I ordered a few books last week, and I can't wait until they come! I've been having a difficult time getting into my story lately, and although reading Susan Fletcher's Alphabet of Dreams reawakened a bit of it, it also made me realize I have so much more to learn before I can jot down anymore.




I also ordered a book entitled Caravan Kingdoms, but I can't find an image for the cover. It'll have to wait until it gets here!

Eventually, I want to chum up with a prestigious professor or academic who knows all about Yemen in 1000B.C.

Thursday, April 10, 2008

Ultrasound

Jim has been teasing me lately, saying I might be having twins. I'm happy (or rather, relieved) to report that on the screen today we only saw one baby. Having twins would be exciting, but a singleton is more manageable when you've already got one kiddo!
One of the good things about the ultrasound was that it dated the age of the embryo/fetus for us, since the timing has all been iffy. We're at 8 weeks, and now the due date is November 19th.

Elizabeth saw the baby on the screen, but she was more worried about what was happening to Mommy, I think. She has not concept whatsoever, which is just fine. It'll be a big surprise for her in seven months!

Oh, I have some great news! One of my writer friends from my critique group just achieved the status of "Agented Writer." We are all so thrilled for her. :-) Not only did she finally get an agent, but he seems very professional, knowledgeable, and excited with her book. He only had a few minor fixes for her to do and has already sent it out to five editors! Now, I've been telling her that the book was YA, and now that her agent has agreed, she's joined SCBWI. Finally! And even better...he sent her manuscript to the same editor I sent mine to! Now, how cool would it be if we both got contracts with the same editor? I've got my fingers crossed for her. (And me!)

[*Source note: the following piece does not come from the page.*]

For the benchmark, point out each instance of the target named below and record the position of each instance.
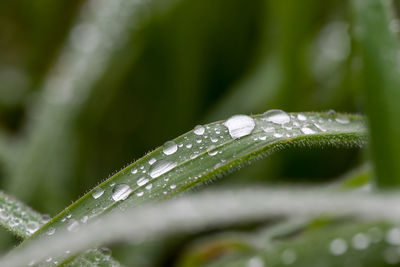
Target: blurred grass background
(181, 63)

And to top it all off, we're going to be roomies at the L.A. conference in August! :-)

As for my sent-off manuscript, I have reservations. I know they've read it, but I don't know what they think of it yet. And I probably won't know for weeks! The editor is extremely busy this month with a conference in Washington, and he just went to the book fair in Bologna, so he hasn't had time to do his normal editing job...which means everything is probably piling up. I sure don't envy him his work load! I just have to be patient and dig into this new book I'm writing.

In fact, I need to look up some professors. I need in-depth knowledge on the Queen of Sheba/Saba. Badly. And, like, how good were their ships at the time? And what did they eat? And what was her journey to Jerusalem like?

Monday, April 7, 2008

Out of the Loop

The past week I've been mostly trying to keep my head above water. My parents were in town, fortunately, or I would have drowned in laundry, dishes, and Elizabeth-entertaining. But alas, they are now back in Denver and I am left to fend for myself while Jim's at work.

I believe that if she does not take a nap today I will die. Or at least pass out. I am that tired.

This week, I'm looking forward to my first OB appointment (Thursday) with a possible ultrasound to check on the baby's status. No miscarriage so far, and the numbers have improved, so the doctors are satisfied.

Oh, lovely, Elizabeth just drew on the sliding glass door with her crayons...be back later, maybe.